Evaluation Limitations: Existing reasoning efficiency evaluation methods have two main issues:
They ignore the relative nature of over-thinking and under-thinking, phenomena only observable through comparative analysis
They overlook intermediate computational costs, such as generating multiple candidate solutions in best-of-N sampling
Computational Resource Waste: Thinking models on the AIME2024 benchmark show average output length increasing from 770 tokens for Qwen2.5-32B-Instruct to 6,067 tokens for QwQ, causing significant computational waste.
Existing evaluation methods rely on single-model token efficiency τ(M,D) = Q(D)/CM(D), but this absolute metric cannot reflect relative reasoning efficiency. This paper argues for a relative efficiency framework to better assess thinking model performance.
Proposes Relative Reasoning Efficiency Evaluation Framework: Defines reasoning efficiency as a relative metric between thinking and instruction models: η(MR,MI) = τ(MR,D)/τ(MI,D)
Identifies Two Key Patterns:
Instruction models show higher token efficiency overall
Problem difficulty strongly affects efficiency, with thinking models over-computing on simple problems but providing value on difficult ones
Proposes COTHINK Two-Stage Collaborative Pipeline: Combines the conciseness of instruction models with the verification capabilities of thinking models
Achieves Significant Efficiency Gains: Reduces token usage by 21.1% on average across three mathematical benchmarks while improving accuracy by 1.66%
This paper investigates computational efficiency in mathematical reasoning tasks, with mathematical problems as input and solution processes with final answers as output. The constraint is minimizing computational cost while maintaining accuracy.
The instruction model generates a concise outline of 2-4 high-level reasoning steps without specific calculations or final answers.
System Prompt:
You are a reasoning strategist.
Your job is to break down a complex problem into 2–4 high-level reasoning steps.
Focus only on outlining the general approach or strategy.
Do not include any numbers, formulas, or final answers.
The thinking model verifies and completes based on the outline, using fewer tokens.
User Prompt:
Use only the following steps to solve the problem. Do not change or add steps.
Show the work for each step briefly, and place the final answer in \boxed{}.
Problem: {problem}
Steps: {outline generated by instruct model}
Dynamic Difficulty Adaptation: Without pre-assessing problem difficulty, thinking models can dynamically adjust verification effort based on outline quality
Complementary Advantages Integration: Simple tasks typically have correct outlines with fast thinking model convergence; difficult tasks benefit from structured starting points
Deployment-Friendly: Requires no architectural modifications and can be directly applied to existing models
Observation 1: Instruction models show high token efficiency, most thinking models have η < 1
Observation 2: Problem difficulty affects reasoning efficiency, thinking models waste computation on simple problems but provide value on complex tasks
The paper cites important works in reasoning efficiency, thinking models, and hybrid reasoning, providing solid theoretical foundation and comparative references.

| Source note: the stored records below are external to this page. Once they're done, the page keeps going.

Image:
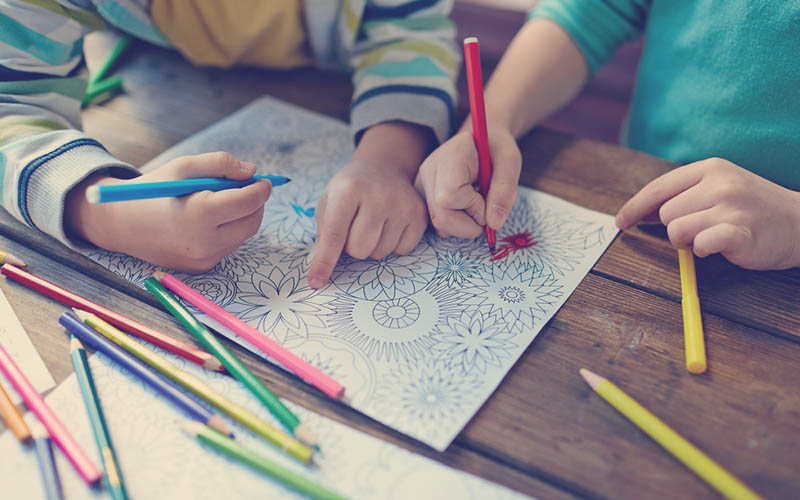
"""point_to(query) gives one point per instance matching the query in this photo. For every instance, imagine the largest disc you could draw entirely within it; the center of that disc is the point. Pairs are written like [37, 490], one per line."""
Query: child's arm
[47, 163]
[541, 71]
[715, 206]
[190, 233]
[405, 63]
[545, 66]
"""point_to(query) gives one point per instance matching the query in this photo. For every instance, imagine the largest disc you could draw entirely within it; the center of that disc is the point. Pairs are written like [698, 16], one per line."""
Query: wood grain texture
[39, 316]
[542, 432]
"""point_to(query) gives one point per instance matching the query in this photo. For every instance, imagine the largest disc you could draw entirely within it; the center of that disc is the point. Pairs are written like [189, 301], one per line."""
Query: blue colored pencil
[108, 457]
[103, 193]
[47, 463]
[141, 371]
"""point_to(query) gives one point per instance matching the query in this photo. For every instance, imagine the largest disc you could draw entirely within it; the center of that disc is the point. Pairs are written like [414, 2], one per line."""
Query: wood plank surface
[543, 431]
[39, 316]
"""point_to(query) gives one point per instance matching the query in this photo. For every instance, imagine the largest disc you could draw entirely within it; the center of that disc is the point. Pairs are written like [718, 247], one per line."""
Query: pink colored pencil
[273, 349]
[34, 401]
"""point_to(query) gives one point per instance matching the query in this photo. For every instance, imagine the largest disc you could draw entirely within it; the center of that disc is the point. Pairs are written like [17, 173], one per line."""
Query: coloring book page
[159, 461]
[16, 342]
[420, 341]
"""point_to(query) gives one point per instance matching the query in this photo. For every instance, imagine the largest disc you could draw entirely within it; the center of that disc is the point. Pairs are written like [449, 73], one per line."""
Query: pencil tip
[591, 378]
[93, 194]
[13, 260]
[305, 436]
[192, 427]
[74, 344]
[80, 313]
[216, 423]
[213, 364]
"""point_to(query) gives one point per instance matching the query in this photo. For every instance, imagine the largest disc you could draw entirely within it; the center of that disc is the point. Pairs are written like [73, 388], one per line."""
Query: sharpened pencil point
[81, 314]
[192, 427]
[74, 344]
[216, 423]
[591, 378]
[213, 364]
[305, 436]
[93, 194]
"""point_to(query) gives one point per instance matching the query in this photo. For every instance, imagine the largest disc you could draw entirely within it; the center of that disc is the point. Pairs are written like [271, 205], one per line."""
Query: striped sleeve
[598, 27]
[42, 152]
[405, 64]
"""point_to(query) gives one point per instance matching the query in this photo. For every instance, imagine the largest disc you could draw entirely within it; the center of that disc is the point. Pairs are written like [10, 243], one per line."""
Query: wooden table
[542, 432]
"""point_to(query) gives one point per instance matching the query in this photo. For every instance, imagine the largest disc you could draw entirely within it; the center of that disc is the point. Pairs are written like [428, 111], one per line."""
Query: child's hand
[446, 180]
[715, 206]
[370, 208]
[191, 233]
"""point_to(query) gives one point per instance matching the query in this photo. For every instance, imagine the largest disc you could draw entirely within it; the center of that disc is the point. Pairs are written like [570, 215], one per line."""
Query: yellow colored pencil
[688, 454]
[197, 387]
[692, 320]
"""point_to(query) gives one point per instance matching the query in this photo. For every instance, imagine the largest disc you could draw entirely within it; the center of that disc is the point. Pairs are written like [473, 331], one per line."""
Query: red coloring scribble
[512, 243]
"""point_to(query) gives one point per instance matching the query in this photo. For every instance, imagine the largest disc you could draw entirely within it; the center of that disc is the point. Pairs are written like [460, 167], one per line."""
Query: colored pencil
[13, 418]
[231, 362]
[141, 371]
[694, 345]
[105, 87]
[697, 461]
[197, 387]
[47, 463]
[151, 335]
[8, 258]
[103, 193]
[35, 403]
[108, 457]
[232, 449]
[480, 134]
[293, 363]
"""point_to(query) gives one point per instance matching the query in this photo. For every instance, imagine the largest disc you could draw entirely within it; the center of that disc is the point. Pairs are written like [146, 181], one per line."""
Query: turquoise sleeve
[598, 27]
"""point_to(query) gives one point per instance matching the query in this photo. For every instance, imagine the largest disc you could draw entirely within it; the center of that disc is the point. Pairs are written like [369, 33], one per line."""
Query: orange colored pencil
[13, 418]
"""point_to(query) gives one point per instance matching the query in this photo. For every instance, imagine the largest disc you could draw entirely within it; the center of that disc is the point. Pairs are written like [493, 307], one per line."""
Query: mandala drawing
[562, 239]
[456, 267]
[474, 341]
[279, 304]
[423, 395]
[252, 255]
[395, 330]
[420, 341]
[390, 278]
[518, 295]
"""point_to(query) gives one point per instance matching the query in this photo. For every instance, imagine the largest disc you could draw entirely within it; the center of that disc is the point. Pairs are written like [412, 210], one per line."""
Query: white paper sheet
[15, 340]
[419, 341]
[159, 461]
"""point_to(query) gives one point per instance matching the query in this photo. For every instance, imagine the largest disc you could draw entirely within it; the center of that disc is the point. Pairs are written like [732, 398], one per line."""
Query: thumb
[506, 168]
[217, 164]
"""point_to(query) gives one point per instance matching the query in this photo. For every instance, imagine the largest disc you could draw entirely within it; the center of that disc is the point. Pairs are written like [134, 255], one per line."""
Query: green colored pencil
[229, 361]
[231, 448]
[113, 474]
[197, 387]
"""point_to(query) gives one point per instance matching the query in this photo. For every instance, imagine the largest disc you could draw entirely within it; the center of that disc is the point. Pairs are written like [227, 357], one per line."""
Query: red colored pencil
[121, 321]
[472, 58]
[55, 428]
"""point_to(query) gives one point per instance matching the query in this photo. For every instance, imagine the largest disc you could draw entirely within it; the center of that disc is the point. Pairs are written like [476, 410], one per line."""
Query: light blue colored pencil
[123, 192]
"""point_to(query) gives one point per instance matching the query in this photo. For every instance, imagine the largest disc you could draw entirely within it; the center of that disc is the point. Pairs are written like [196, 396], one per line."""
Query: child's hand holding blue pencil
[186, 215]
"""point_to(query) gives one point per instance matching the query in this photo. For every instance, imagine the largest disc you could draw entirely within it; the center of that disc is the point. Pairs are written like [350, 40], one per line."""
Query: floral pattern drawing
[444, 323]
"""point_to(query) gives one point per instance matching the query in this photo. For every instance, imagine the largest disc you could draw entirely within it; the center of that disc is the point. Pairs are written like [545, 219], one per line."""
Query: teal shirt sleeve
[598, 27]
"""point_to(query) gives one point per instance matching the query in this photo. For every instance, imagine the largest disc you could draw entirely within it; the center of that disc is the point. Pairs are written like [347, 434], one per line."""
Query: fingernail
[500, 213]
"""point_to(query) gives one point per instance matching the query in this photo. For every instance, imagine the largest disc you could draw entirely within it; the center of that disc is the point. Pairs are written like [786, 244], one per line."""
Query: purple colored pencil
[99, 343]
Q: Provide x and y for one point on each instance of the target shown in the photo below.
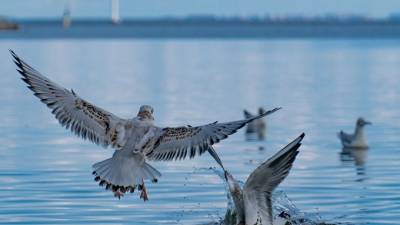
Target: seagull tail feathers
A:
(123, 174)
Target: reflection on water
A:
(45, 174)
(255, 130)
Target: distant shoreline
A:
(206, 28)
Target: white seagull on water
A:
(253, 203)
(135, 140)
(356, 140)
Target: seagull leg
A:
(143, 194)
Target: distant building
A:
(67, 17)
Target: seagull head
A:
(146, 112)
(362, 122)
(233, 185)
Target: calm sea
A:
(323, 86)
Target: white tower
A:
(115, 11)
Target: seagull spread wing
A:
(81, 117)
(177, 143)
(263, 180)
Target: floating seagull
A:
(257, 126)
(135, 140)
(356, 140)
(253, 203)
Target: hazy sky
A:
(158, 8)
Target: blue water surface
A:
(323, 86)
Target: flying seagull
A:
(135, 140)
(356, 140)
(253, 203)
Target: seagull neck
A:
(359, 131)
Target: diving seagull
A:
(257, 126)
(135, 140)
(356, 140)
(253, 204)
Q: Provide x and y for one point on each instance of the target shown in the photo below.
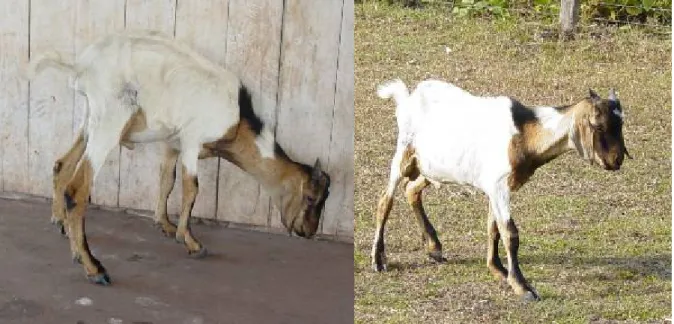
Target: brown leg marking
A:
(167, 178)
(493, 261)
(511, 240)
(64, 168)
(183, 233)
(413, 192)
(76, 197)
(378, 252)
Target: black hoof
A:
(379, 263)
(61, 228)
(163, 231)
(100, 279)
(437, 256)
(199, 254)
(530, 296)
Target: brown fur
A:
(76, 194)
(493, 260)
(526, 152)
(413, 192)
(167, 177)
(242, 151)
(64, 168)
(183, 233)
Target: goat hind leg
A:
(190, 191)
(383, 211)
(413, 192)
(167, 178)
(64, 168)
(493, 260)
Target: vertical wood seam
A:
(334, 99)
(217, 177)
(175, 18)
(30, 13)
(119, 150)
(278, 93)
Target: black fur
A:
(521, 114)
(246, 111)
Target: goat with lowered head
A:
(145, 87)
(494, 144)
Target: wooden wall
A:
(295, 55)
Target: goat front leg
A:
(190, 191)
(76, 198)
(167, 178)
(493, 260)
(413, 192)
(499, 201)
(63, 171)
(383, 211)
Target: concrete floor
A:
(248, 277)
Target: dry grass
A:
(596, 245)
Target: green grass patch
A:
(595, 244)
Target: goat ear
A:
(594, 96)
(611, 95)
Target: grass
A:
(596, 245)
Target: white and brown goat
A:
(144, 87)
(492, 143)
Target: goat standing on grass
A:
(143, 88)
(493, 143)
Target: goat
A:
(494, 144)
(146, 87)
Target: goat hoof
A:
(100, 279)
(200, 254)
(379, 263)
(167, 230)
(530, 296)
(61, 228)
(437, 256)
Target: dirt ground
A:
(248, 277)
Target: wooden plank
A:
(139, 168)
(568, 17)
(203, 26)
(308, 78)
(13, 96)
(253, 44)
(95, 19)
(339, 206)
(51, 100)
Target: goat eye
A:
(598, 128)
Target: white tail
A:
(48, 59)
(395, 88)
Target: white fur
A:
(265, 143)
(461, 138)
(186, 99)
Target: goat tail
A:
(394, 88)
(48, 59)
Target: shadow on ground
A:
(249, 277)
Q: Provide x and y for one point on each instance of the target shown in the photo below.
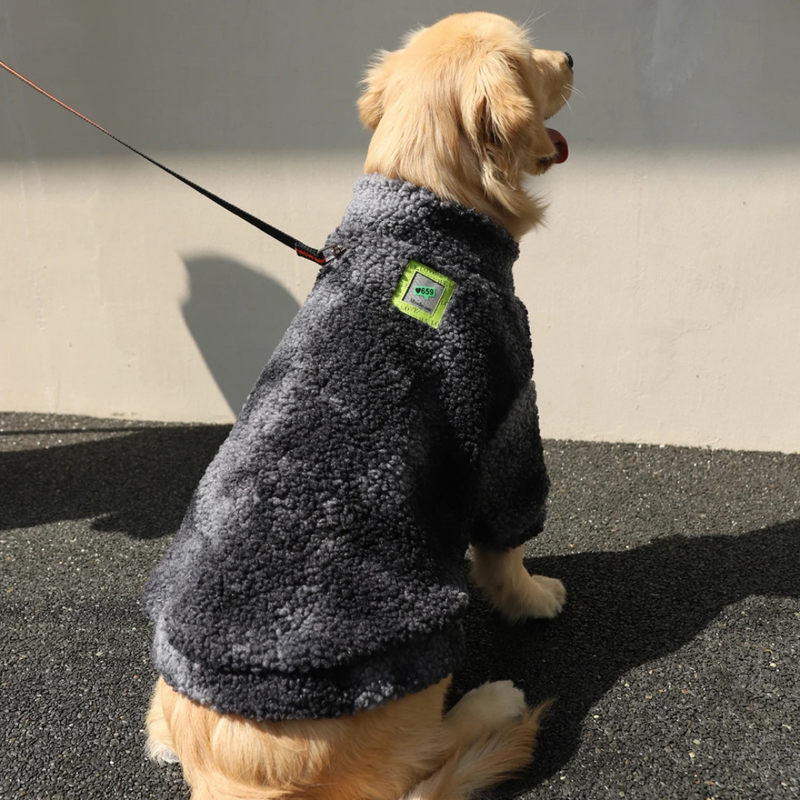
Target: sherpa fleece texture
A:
(320, 567)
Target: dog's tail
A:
(487, 761)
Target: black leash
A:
(303, 250)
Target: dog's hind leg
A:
(490, 735)
(159, 741)
(514, 592)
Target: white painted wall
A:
(664, 295)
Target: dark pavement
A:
(675, 662)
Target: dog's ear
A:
(501, 120)
(370, 104)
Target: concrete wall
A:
(664, 294)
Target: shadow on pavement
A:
(624, 609)
(138, 483)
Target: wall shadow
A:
(625, 609)
(237, 316)
(138, 483)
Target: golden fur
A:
(460, 110)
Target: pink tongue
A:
(562, 149)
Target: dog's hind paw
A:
(493, 705)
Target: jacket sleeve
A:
(513, 479)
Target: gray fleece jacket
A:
(320, 567)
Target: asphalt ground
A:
(675, 663)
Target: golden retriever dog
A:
(460, 111)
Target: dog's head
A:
(460, 110)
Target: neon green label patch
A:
(423, 293)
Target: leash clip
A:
(332, 252)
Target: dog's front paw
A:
(531, 597)
(548, 598)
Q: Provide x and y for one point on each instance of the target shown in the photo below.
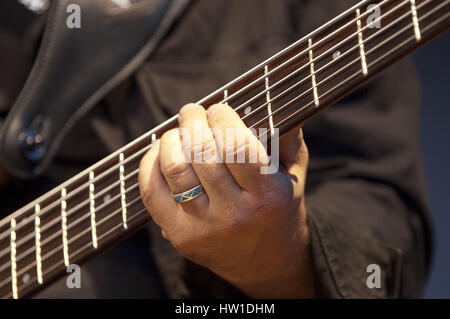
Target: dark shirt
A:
(365, 194)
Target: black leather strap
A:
(74, 69)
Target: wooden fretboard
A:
(102, 204)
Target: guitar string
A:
(114, 167)
(31, 236)
(352, 76)
(306, 52)
(333, 61)
(76, 208)
(283, 107)
(260, 135)
(424, 30)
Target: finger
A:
(199, 144)
(293, 151)
(155, 192)
(178, 172)
(239, 145)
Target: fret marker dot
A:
(336, 54)
(26, 278)
(107, 198)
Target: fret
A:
(37, 231)
(64, 226)
(268, 101)
(14, 289)
(123, 198)
(225, 96)
(92, 209)
(417, 33)
(361, 43)
(313, 73)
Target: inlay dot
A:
(26, 278)
(336, 54)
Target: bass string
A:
(324, 93)
(341, 83)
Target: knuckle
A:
(188, 108)
(147, 194)
(216, 111)
(204, 150)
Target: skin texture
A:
(249, 228)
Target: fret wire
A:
(123, 198)
(52, 252)
(37, 231)
(64, 226)
(347, 52)
(55, 266)
(92, 209)
(268, 101)
(392, 23)
(299, 54)
(424, 30)
(375, 47)
(82, 187)
(283, 80)
(357, 73)
(313, 74)
(175, 117)
(383, 29)
(13, 260)
(415, 20)
(74, 223)
(361, 44)
(69, 213)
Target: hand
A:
(248, 228)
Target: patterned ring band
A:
(189, 194)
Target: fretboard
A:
(102, 205)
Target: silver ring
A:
(189, 194)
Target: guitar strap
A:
(80, 59)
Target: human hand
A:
(249, 228)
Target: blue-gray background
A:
(433, 66)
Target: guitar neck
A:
(102, 204)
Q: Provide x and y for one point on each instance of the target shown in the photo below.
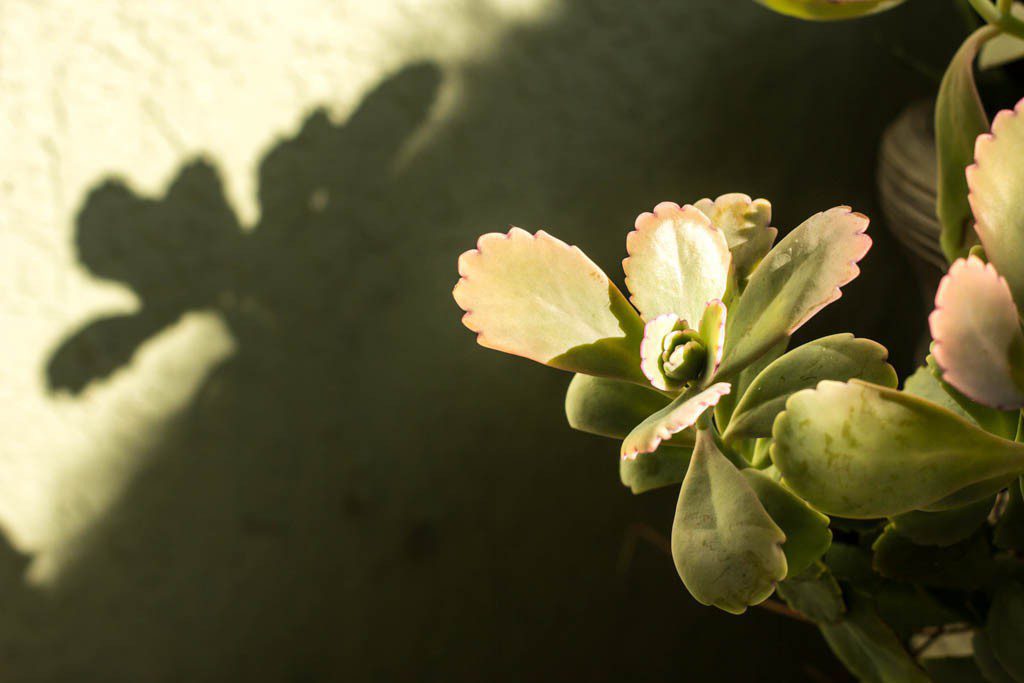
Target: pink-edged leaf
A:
(677, 262)
(996, 182)
(799, 278)
(677, 416)
(828, 10)
(535, 296)
(745, 224)
(960, 118)
(978, 341)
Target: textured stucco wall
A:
(244, 433)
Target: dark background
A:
(360, 493)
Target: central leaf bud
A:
(684, 355)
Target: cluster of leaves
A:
(891, 518)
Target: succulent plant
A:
(691, 375)
(891, 518)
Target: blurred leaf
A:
(996, 182)
(966, 564)
(837, 357)
(850, 563)
(1000, 423)
(535, 296)
(677, 262)
(1005, 629)
(1009, 532)
(674, 418)
(869, 648)
(726, 547)
(829, 9)
(987, 664)
(859, 450)
(953, 670)
(960, 119)
(814, 594)
(807, 535)
(799, 278)
(665, 467)
(943, 528)
(978, 344)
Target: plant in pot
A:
(891, 518)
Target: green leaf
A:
(996, 182)
(814, 594)
(869, 648)
(1005, 628)
(611, 408)
(1000, 423)
(862, 451)
(824, 10)
(674, 418)
(925, 384)
(807, 535)
(800, 276)
(946, 527)
(960, 119)
(837, 357)
(725, 408)
(978, 344)
(987, 664)
(665, 467)
(535, 296)
(726, 547)
(1009, 532)
(965, 565)
(677, 262)
(745, 224)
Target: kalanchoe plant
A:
(691, 375)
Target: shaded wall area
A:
(359, 493)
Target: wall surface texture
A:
(245, 436)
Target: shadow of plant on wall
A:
(337, 501)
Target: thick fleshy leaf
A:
(677, 262)
(806, 529)
(674, 418)
(745, 224)
(967, 564)
(800, 276)
(713, 334)
(815, 594)
(979, 345)
(960, 119)
(535, 296)
(665, 467)
(725, 408)
(996, 182)
(726, 547)
(943, 528)
(825, 10)
(869, 648)
(612, 408)
(862, 451)
(924, 384)
(838, 357)
(1000, 423)
(1006, 629)
(1009, 531)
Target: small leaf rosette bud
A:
(673, 355)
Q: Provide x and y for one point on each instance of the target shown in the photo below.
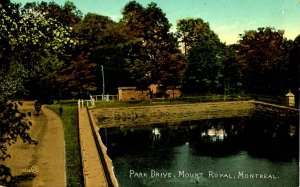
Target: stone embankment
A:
(110, 117)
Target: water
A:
(220, 152)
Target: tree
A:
(293, 81)
(28, 41)
(67, 14)
(263, 56)
(150, 59)
(79, 77)
(190, 31)
(204, 70)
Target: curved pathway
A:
(42, 164)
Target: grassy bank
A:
(72, 144)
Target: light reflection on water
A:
(228, 152)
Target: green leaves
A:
(13, 125)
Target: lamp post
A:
(103, 83)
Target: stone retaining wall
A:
(109, 117)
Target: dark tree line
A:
(56, 52)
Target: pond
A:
(242, 151)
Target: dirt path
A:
(42, 164)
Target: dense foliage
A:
(48, 51)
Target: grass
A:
(72, 144)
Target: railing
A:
(105, 97)
(89, 103)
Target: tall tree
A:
(263, 57)
(67, 14)
(190, 31)
(204, 70)
(150, 59)
(28, 40)
(293, 80)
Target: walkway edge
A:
(107, 160)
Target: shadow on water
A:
(255, 144)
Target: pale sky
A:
(228, 18)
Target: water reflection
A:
(225, 145)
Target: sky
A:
(228, 18)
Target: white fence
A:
(91, 102)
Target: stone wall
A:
(173, 93)
(131, 94)
(110, 117)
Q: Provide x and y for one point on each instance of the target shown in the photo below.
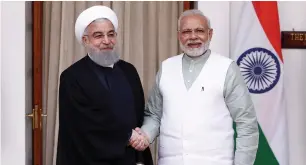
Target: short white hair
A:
(193, 12)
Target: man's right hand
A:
(139, 140)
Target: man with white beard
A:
(197, 97)
(101, 99)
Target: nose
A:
(106, 40)
(193, 35)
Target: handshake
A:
(139, 140)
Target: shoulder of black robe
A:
(142, 156)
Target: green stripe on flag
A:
(264, 155)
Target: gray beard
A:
(105, 58)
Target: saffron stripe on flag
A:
(267, 13)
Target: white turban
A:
(91, 14)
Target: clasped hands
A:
(139, 140)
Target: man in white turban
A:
(101, 99)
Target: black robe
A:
(98, 108)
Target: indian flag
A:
(256, 47)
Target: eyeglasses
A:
(197, 32)
(99, 35)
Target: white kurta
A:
(196, 126)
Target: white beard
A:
(195, 52)
(103, 58)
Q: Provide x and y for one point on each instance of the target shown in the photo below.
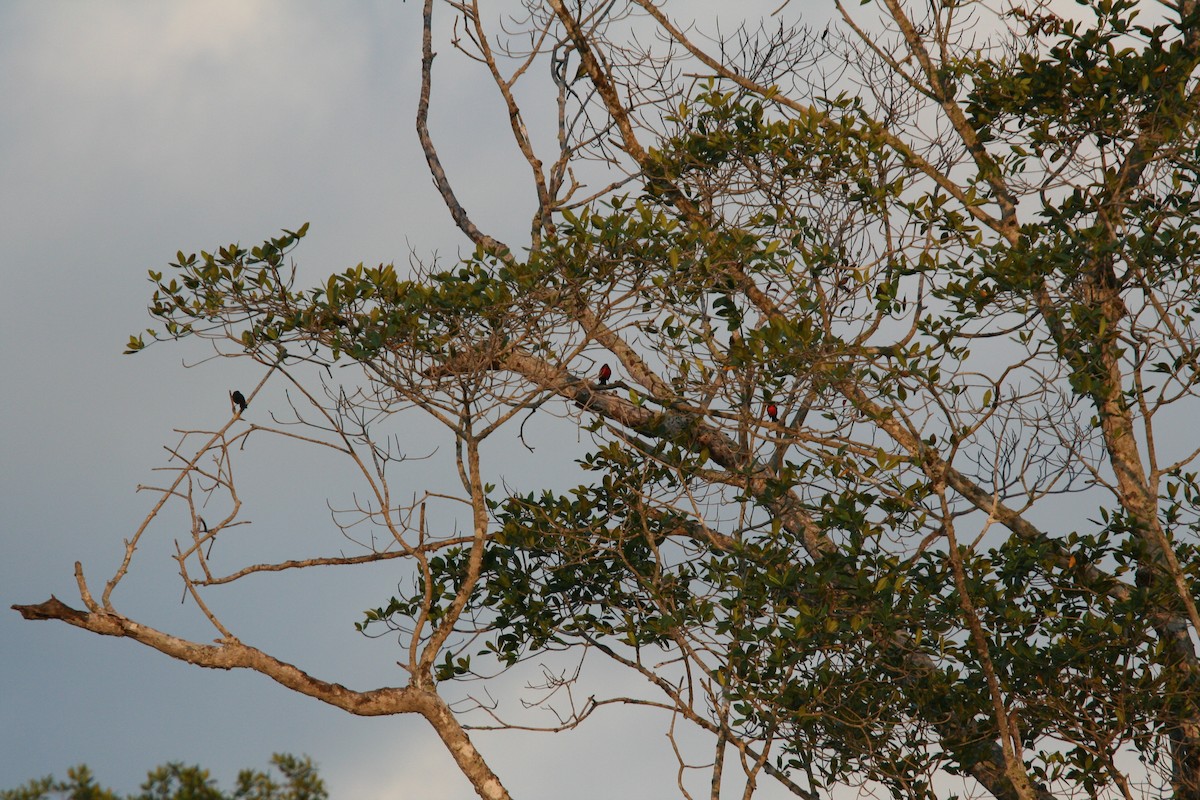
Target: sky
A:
(136, 128)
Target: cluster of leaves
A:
(178, 781)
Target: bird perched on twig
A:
(238, 401)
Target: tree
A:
(953, 246)
(178, 781)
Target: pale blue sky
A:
(132, 130)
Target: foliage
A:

Overall Assessment: This is a high-quality paper with significant contributions to reasoning efficiency evaluation and optimization. By introducing a relative efficiency evaluation framework and the COTHINK collaborative pipeline, it provides an effective solution to the over-thinking problem in thinking models. Despite some limitations, its innovation and practical value make it highly valuable in this field.